The UK government has unveiled a number of new support measures for the UK’s fintech industry, signalling its commitment to the sector in the post-pandemic economy.
Speaking at UK Fintech Week in April, Chancellor Rishi Sunak announced a new Financial Conduct Authority (FCA) ‘scale box’, a Centre for Finance, Innovation and Technology and a taskforce into a digital centralised currency.
The FCA ‘scale box’ will create a “one-stop shop for growth stage firms”, in an effort to improve the long-term prospects for fintech firms.

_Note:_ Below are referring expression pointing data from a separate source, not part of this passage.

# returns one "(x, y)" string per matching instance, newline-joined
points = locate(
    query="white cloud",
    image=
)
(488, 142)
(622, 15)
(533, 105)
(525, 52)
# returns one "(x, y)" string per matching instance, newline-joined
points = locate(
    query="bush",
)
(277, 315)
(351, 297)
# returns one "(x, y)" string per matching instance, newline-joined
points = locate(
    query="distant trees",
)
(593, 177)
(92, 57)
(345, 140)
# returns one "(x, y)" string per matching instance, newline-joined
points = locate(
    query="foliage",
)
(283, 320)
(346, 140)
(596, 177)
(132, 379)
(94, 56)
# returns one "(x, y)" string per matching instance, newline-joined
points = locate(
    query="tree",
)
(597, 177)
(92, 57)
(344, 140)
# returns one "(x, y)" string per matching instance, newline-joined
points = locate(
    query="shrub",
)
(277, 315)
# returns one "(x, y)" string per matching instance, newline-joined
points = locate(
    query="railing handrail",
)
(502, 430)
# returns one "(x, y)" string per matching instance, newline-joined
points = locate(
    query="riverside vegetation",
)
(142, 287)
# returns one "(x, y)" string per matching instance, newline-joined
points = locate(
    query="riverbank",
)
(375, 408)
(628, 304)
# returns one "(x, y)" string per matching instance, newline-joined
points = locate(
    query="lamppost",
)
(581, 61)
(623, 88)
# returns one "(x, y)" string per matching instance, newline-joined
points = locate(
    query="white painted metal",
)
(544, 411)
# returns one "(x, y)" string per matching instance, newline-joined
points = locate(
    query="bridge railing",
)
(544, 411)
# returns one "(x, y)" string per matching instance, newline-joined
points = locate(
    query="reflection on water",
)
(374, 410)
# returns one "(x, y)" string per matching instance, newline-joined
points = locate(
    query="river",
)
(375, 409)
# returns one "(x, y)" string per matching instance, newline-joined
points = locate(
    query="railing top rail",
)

These new measures were initially outlined in the Kalifa Review, which was published in February.
During UK Fintech Week, the review’s author Ron Kalifa said that “we don’t have a problem with regard to start-ups in the UK, we have a problem with scale-ups.”
He welcomed the new government efforts, but said that more could be done to ensure the success of UK fintech. He called for the government to create a digital finance package that designs a new framework for fintech, and to use institutional capital to create a fintech growth fund worth £1bn.
“We have a huge opportunity to make a transformational change for the UK,” Kalifa added.
“It’s going to be about financial inclusion, innovation, and that’s what the fintech sector represents.”
According to data from Innovate Finance, investment into the UK’s fintech sector hit a record £2.5bn in the first quarter of 2021 – a rise of 331 per cent year-on-year.